Generally, the set of all primitive elements for a finite separable extension L / K is the complement of a finite collection of proper K-subspaces of L, namely the intermediate fields. This statement says nothing for the case of finite fields, for which there is a computational theory dedicated to finding a generator of the multiplicative group of the field (a cyclic group), which is a fortiori a primitive element. Where K is infinite, a pigeonhole principle proof technique considers the linear subspace generated by two elements and proves that there are only finitely many linear combinations

${\displaystyle \gamma =\alpha +c\beta \ }$

with c in K, that fail to generate the subfield containing both elements:

as ${\displaystyle K(\alpha ,\beta )/K(\alpha +c\beta )}$ is a separable extension, if ${\displaystyle K(\alpha +c\beta )\subsetneq K(\alpha ,\beta )}$ there exists a non-trivial embedding ${\displaystyle \sigma :K(\alpha ,\beta )\to {\overline {K}}}$ whose restriction to ${\displaystyle K(\alpha +c\beta )}$ is the identity which means ${\displaystyle \sigma (\alpha )+c\sigma (\beta )=\alpha +c\beta }$ and ${\displaystyle \sigma (\beta )\neq \beta }$ so that ${\displaystyle c={\frac {\sigma (\alpha )-\alpha }{\beta -\sigma (\beta )}}}$. This expression for c can take only ${\displaystyle [K(\alpha ):K][K(\beta ):K]}$ different values.
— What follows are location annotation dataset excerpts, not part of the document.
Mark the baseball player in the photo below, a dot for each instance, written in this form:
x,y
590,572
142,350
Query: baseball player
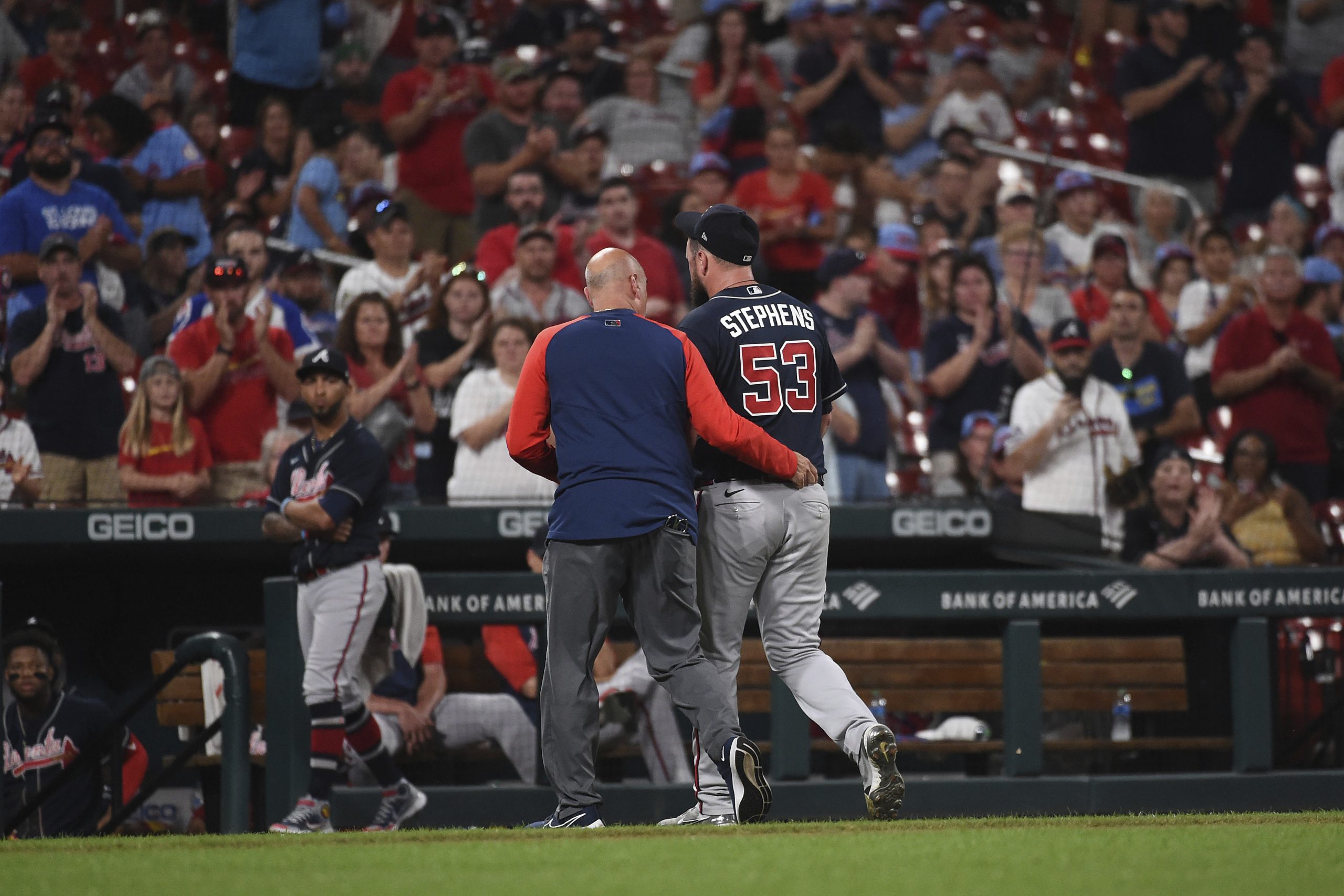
x,y
761,537
327,498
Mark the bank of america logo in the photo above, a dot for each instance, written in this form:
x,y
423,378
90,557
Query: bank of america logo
x,y
1120,593
860,594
For all other value of ${\displaystyle c\in K}$ then ${\displaystyle K(\alpha ,\beta )=K(\alpha +c\beta )}$.

This is almost immediate as a way of showing how Artin's result implies the classical result, and a bound for the number of exceptional c in terms of the number of intermediate fields results (this number being something that can be bounded itself by Galois theory and a priori). Therefore, in this case trial-and-error is a possible practical method to find primitive elements.

## Example

It is not, for example, immediately obvious that if one adjoins to the field ${\displaystyle \mathbb {Q} }$ of rational numbers roots of both polynomials

${\displaystyle x^{2}-2\ }$

and

${\displaystyle x^{2}-3,\ }$

say ${\displaystyle {\sqrt {2}}}$ and ${\displaystyle {\sqrt {3}}}$ respectively, to get a field K = ${\displaystyle \mathbb {Q} ({\sqrt {2}},{\sqrt {3}})}$ of degree 4 over ${\displaystyle \mathbb {Q} }$, that the extension is simple and there exists a primitive element γ in K so that K = ${\displaystyle \mathbb {Q} (\gamma )}$. One can in fact check that with

${\displaystyle \gamma ={\sqrt {2}}+{\sqrt {3}}}$

the powers γ i for 0 ≤ i ≤ 3 can be written out as linear combinations of 1, ${\displaystyle {\sqrt {2}}}$, ${\displaystyle {\sqrt {3}}}$, and ${\displaystyle {\sqrt {2}}{\sqrt {3}}={\sqrt {6}}}$ with integer coefficients. Taking these as a system of linear equations, or by factoring, one can solve for ${\displaystyle {\sqrt {2}}}$ and ${\displaystyle {\sqrt {3}}}$ over ${\displaystyle \mathbb {Q} (\gamma )}$ (one gets, for instance, ${\displaystyle {\sqrt {2}}=\scriptstyle {\frac {\gamma ^{3}-9\gamma }{2}}}$), which implies that this choice of γ is indeed a primitive element in this example. A simpler argument, assuming the knowledge of all the subfields as given by Galois theory, is to note the independence of 1, ${\displaystyle {\sqrt {2}}}$, ${\displaystyle {\sqrt {3}}}$, and ${\displaystyle {\sqrt {2}}{\sqrt {3}}}$ over the rationals; this shows that the subfield generated by γ cannot be that generated by ${\displaystyle {\sqrt {2}}}$ or ${\displaystyle {\sqrt {3}}}$ or ${\displaystyle {\sqrt {2}}{\sqrt {3}}}$, exhausting all the subfields of degree 2. Therefore, it must be the whole field.